Ipod_touch_5th_generationApple Watch hype has hit a fever pitch, but don't think the mania is over quite yet. The watch does not go on pre-sale until April 10, thus the noise should last at least another month before settling down. Meanwhile, MacBook owners  – including us at T-GAAP  – are embroiled in debating the merits of the latest MacBook versus the rest of the refreshed MacBook lineup. For all of Apple's efforts in focusing our attention onto the latest and greatest, it can be said the iPod started it all, and yet the product will have been without an update for 3 years come this September. Should Apple make a 6th generation iPod touch?
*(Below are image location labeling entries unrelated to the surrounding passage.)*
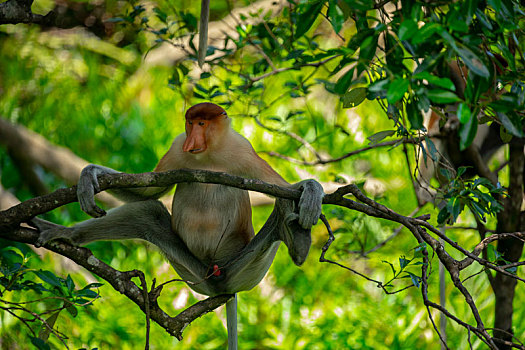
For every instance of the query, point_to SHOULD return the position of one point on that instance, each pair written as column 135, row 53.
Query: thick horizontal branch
column 121, row 282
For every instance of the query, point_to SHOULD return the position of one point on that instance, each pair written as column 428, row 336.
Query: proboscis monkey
column 209, row 238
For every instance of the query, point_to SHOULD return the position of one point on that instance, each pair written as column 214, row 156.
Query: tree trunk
column 511, row 249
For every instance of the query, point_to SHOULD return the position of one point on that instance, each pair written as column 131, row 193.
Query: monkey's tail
column 231, row 322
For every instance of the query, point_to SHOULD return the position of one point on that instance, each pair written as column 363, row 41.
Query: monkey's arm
column 148, row 220
column 88, row 185
column 310, row 203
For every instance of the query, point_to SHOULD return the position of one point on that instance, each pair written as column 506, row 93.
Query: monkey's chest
column 213, row 220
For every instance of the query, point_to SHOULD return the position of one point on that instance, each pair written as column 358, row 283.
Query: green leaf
column 443, row 215
column 368, row 49
column 380, row 136
column 336, row 16
column 504, row 135
column 160, row 14
column 463, row 113
column 426, row 32
column 472, row 61
column 403, row 262
column 39, row 343
column 45, row 331
column 445, row 83
column 344, row 82
column 72, row 310
column 442, row 96
column 397, row 89
column 308, row 17
column 49, row 277
column 407, row 29
column 354, row 97
column 511, row 123
column 414, row 114
column 415, row 279
column 467, row 132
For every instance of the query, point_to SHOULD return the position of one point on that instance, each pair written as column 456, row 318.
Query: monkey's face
column 196, row 131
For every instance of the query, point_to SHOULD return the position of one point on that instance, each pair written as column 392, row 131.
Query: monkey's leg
column 248, row 268
column 148, row 220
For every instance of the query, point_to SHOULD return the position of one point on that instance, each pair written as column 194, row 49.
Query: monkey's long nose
column 195, row 142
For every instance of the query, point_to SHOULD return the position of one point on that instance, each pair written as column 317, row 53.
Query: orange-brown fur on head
column 205, row 126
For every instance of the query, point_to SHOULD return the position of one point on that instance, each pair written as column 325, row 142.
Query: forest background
column 330, row 90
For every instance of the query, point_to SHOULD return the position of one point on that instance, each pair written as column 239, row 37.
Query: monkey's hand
column 49, row 231
column 310, row 204
column 88, row 186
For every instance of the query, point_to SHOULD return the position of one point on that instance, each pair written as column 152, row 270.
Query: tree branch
column 121, row 282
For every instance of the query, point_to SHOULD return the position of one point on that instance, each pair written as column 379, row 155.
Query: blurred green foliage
column 109, row 107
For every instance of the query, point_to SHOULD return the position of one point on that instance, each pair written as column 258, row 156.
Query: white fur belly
column 205, row 216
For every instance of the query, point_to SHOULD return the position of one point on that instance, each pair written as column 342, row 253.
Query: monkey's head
column 206, row 123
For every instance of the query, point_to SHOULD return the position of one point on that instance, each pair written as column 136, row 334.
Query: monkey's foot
column 297, row 239
column 49, row 231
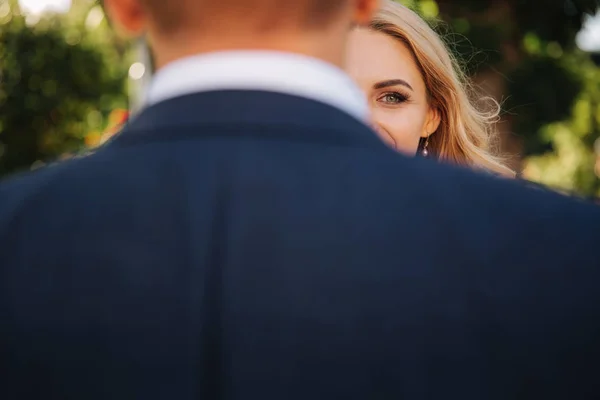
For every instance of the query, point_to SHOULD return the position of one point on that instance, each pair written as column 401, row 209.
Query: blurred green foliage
column 59, row 78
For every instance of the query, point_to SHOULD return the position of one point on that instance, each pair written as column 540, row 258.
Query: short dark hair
column 171, row 14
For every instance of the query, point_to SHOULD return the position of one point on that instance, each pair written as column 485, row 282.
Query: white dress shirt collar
column 279, row 72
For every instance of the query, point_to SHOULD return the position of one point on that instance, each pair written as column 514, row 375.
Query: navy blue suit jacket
column 250, row 245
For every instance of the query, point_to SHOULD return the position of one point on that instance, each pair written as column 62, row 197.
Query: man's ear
column 433, row 121
column 129, row 16
column 364, row 11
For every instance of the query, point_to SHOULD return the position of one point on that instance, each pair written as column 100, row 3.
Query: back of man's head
column 261, row 15
column 212, row 25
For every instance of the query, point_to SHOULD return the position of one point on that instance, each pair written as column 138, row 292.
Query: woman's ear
column 432, row 122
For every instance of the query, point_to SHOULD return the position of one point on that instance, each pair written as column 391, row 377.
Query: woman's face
column 386, row 71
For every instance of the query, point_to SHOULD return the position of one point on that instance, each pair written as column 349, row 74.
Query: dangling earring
column 425, row 152
column 422, row 148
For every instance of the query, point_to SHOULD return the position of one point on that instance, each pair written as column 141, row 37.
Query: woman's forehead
column 375, row 55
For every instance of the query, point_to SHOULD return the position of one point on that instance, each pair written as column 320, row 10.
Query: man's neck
column 167, row 52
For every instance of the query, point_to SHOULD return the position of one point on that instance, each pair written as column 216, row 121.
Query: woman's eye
column 393, row 98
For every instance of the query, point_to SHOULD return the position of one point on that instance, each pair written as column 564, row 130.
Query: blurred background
column 67, row 81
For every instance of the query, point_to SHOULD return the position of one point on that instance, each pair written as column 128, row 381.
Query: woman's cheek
column 397, row 130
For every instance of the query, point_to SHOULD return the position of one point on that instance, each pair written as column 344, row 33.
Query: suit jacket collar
column 249, row 114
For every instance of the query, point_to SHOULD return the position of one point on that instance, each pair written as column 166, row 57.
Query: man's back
column 272, row 247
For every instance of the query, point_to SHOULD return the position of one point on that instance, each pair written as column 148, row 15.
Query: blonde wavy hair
column 466, row 134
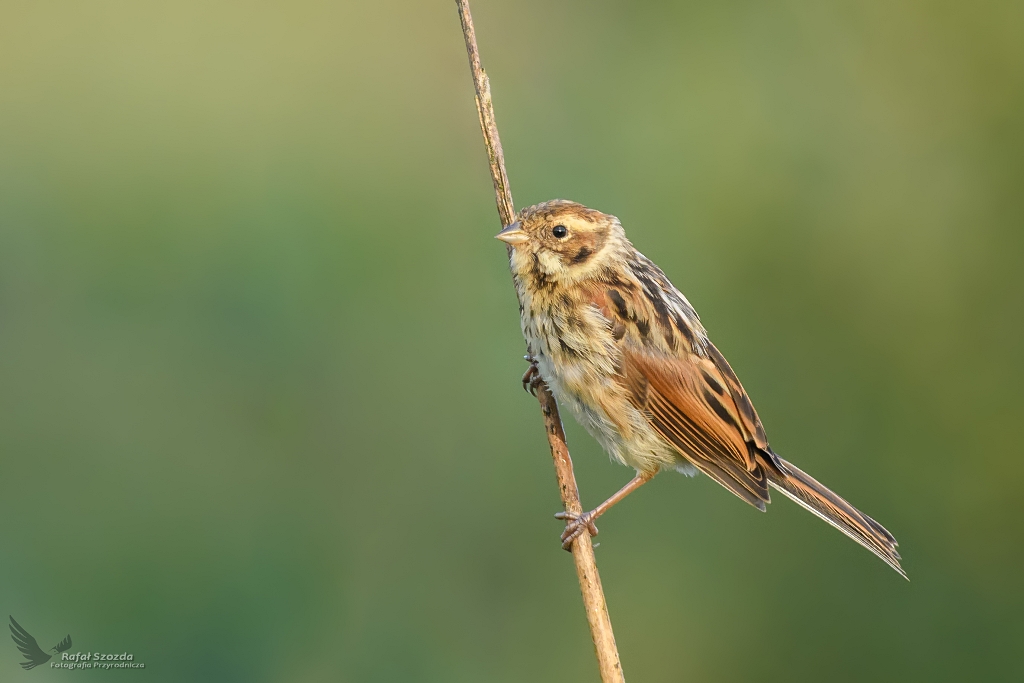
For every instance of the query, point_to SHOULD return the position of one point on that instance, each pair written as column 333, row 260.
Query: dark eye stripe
column 582, row 255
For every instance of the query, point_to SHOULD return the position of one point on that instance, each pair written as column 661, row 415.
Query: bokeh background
column 260, row 415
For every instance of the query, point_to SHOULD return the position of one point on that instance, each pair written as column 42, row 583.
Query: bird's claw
column 576, row 525
column 531, row 379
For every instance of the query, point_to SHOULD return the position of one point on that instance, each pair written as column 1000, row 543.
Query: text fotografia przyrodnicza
column 97, row 660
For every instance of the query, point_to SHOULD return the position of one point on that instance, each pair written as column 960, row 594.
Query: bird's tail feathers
column 811, row 495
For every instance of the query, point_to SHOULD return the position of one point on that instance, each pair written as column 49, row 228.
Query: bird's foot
column 531, row 379
column 576, row 525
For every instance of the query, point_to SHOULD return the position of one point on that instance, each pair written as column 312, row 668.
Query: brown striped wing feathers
column 689, row 402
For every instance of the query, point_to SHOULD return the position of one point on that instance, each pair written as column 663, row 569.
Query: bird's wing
column 64, row 644
column 689, row 401
column 683, row 384
column 28, row 645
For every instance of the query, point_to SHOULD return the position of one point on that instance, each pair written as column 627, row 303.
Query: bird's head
column 564, row 242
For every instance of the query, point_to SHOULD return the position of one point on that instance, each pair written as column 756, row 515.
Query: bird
column 30, row 648
column 620, row 345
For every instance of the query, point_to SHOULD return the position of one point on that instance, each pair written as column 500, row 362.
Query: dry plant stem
column 583, row 551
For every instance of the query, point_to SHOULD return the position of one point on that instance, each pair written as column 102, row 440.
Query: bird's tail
column 808, row 493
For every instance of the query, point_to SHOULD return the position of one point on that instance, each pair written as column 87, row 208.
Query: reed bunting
column 623, row 348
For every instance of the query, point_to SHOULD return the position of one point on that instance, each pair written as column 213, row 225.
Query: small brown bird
column 624, row 349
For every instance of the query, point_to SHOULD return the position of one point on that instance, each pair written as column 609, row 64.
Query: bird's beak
column 512, row 235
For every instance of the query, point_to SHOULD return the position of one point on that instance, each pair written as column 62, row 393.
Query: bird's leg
column 531, row 379
column 577, row 523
At the heart of the current 5th generation iPod touch is Apple's 32-bit A5 processor. To gain some perspective in how old this chipset is, it was last used in the iPhone 4S. The iPod also sports a 4" screen, while the latest iPhones have moved onto 4.7" and 5.5" displays. The iPod touch utilizes some old technologies, and yet has stubbornly remained at $199 for just a 16 GB version. Topping off iPod touch's dated appeal, sales figures for the entire iPod lineup are no longer reported in Apple's quarterly conference call or press release. The days of this diminutive little iPhone – without the phone – seem numbered, but there is a glimmer of hope.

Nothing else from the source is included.